Um. Pardon? Either he's having an argument with himself, or he's reading some
pretty lame journals. Or is he just confused? Let's see:

> Obviously, this strategy requires a backup of fossil fuel or nuclear power
> plants that step in when the supply of solar energy is low or nonexistent.
> To make a fair comparison with conventional grid electricity, including
> electricity generated by biomass, this "hidden" part of the solar PV system
> should also be taken into account. However, every single life cycle analyse
> of a solar PV ignores it. [3, 2].

Yeah, okay. That's a perfectly debatable paragraph. So let's see the science
behind the claim: [2] has nothing to do with anything! It _addresses_ energy
storage, but is not _about_ energy storage; and it does NOT claim to be a
literature review, nor does it claim to reference "every single life cycle
analysis". Am I missing something? Is this citation of "[3, 2]" supposed to
represent the entire sum of human scientific knowledge on this matter? Am I an
idiot? Surely I'm the idiot, I didn't waste my time reading this article -
that point must be shooting straight over my head!

Okay, let's read the paper. It's on energy payback/cannibalism - a logical
presentation from what I skimmed - but is absolutely focused on the energy
life cycle analysis of a _whole technology_ experiencing _rapid growth_ \- Eg.
nuclear back in the day - whereby the energy invested to rapidly establish new
technologies may be greater than or at least massively offset any efficiencies
(or indeed, "zero emissions") they may have over existing (think "sunk cost")
incumbent energy production.

Which has nothing to do with central thrust of this article which seems to be
that we should point and laugh at all those idiot scientists who forgot that
the sun disappears each night!

But this writing forgets one thing - who is saying that PV (or wind for that
matter) can replace established baseload power generators in a 1:1 swap?

Nobody sane, that's for sure. So I'll give you a hint: it's electricity
buyers.
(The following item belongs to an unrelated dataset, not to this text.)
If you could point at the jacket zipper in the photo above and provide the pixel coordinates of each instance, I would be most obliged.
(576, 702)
They don't give a damn that they're destroying the planet by using PV
solar, the fundamental fact is that in countries like Australia, even though
you seemingly can't swing a cat without tripping over high-grade thermal coal
ideal for cheap power, we pay among the highest electricity rates in the
world. It's that kind of corrupted and/or government-regulated inefficiency
that is the only thing to blame for the fact that PV solar can compete at all,
even when subsidies are withdrawn.

I can't keep reading.